Complex tools with many parameters or behaviors need more documentation. Simple tools need less. This dimension scales expectations accordingly.

Parameters3/5

Does the description clarify parameter syntax, constraints, interactions, or defaults beyond what the schema provides?

Schema coverage is 100% with descriptions for both parameters. The description does not add any additional meaning beyond what the schema already provides. Baseline score of 3 is appropriate.

Input schemas describe structure but not intent. Descriptions should explain non-obvious parameter relationships and valid value ranges.

Purpose5/5

Does the description clearly state what the tool does and how it differs from similar tools?

The description clearly states 'Revoke an active handshake', specifying the verb (revoke) and resource (handshake).
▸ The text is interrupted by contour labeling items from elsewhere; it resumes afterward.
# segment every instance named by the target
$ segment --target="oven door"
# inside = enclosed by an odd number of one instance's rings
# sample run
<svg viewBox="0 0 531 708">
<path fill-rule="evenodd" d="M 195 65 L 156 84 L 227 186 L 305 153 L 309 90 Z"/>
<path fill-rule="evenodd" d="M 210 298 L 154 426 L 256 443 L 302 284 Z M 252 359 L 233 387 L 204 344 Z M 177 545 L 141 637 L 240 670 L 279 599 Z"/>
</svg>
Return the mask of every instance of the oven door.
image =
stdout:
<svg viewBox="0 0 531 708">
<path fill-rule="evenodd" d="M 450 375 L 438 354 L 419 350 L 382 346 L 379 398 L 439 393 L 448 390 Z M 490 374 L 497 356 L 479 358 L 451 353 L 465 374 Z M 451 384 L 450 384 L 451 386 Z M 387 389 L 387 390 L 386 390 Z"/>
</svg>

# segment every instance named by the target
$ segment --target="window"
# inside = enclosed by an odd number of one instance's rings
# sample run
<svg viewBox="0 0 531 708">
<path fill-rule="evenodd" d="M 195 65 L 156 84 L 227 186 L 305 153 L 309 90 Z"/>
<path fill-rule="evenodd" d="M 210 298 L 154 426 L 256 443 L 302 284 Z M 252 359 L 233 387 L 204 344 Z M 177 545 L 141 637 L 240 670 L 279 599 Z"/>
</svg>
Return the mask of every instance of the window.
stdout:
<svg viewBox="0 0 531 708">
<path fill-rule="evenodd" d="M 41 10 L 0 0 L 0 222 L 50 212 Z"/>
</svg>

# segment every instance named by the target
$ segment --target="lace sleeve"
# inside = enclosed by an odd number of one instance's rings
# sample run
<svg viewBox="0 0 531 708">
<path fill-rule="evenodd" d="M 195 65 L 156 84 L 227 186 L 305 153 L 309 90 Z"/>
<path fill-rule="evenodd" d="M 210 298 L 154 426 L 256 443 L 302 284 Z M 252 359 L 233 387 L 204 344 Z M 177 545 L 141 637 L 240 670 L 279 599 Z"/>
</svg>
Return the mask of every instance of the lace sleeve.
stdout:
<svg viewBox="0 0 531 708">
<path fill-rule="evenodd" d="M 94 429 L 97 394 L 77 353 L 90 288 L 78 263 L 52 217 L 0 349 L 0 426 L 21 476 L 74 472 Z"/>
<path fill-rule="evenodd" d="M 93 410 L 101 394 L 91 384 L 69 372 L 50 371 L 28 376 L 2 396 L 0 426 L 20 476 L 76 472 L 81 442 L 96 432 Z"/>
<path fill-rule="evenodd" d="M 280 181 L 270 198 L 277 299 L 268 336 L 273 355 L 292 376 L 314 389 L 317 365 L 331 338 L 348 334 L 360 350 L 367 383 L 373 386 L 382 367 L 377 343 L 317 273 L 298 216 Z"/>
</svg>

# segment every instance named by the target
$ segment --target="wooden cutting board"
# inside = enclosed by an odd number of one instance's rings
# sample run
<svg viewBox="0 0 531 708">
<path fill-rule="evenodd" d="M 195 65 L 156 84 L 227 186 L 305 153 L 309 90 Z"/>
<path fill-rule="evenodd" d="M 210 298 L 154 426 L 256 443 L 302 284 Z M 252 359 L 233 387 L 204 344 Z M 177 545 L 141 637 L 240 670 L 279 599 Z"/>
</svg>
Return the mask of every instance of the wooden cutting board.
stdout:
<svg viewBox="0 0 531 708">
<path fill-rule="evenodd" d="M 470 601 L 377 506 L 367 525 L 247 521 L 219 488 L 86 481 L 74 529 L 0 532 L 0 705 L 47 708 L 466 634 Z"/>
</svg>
It also adds context that only parties may revoke and that revocation is terminal, distinguishing it from sibling tools like ep_get_handshake or ep_verify_handshake.

Agents choose between tools based on descriptions. A clear purpose with a specific verb and resource helps agents select the right tool.

Usage Guidelines4/5

Does the description explain when to use this tool, when not to, or what alternatives exist?

The description provides explicit usage conditions: 'Only parties to the handshake may revoke it' and 'Revocation is terminal — the handshake cannot be reopened.' This tells when to use (when termination is needed) and when not to (if not a party or if reopening is intended). It doesn't explicitly name alternative tools but the context is clear.

Agents often have multiple tools that could apply. Explicit usage guidance like "use X instead of Y when Z" prevents misuse.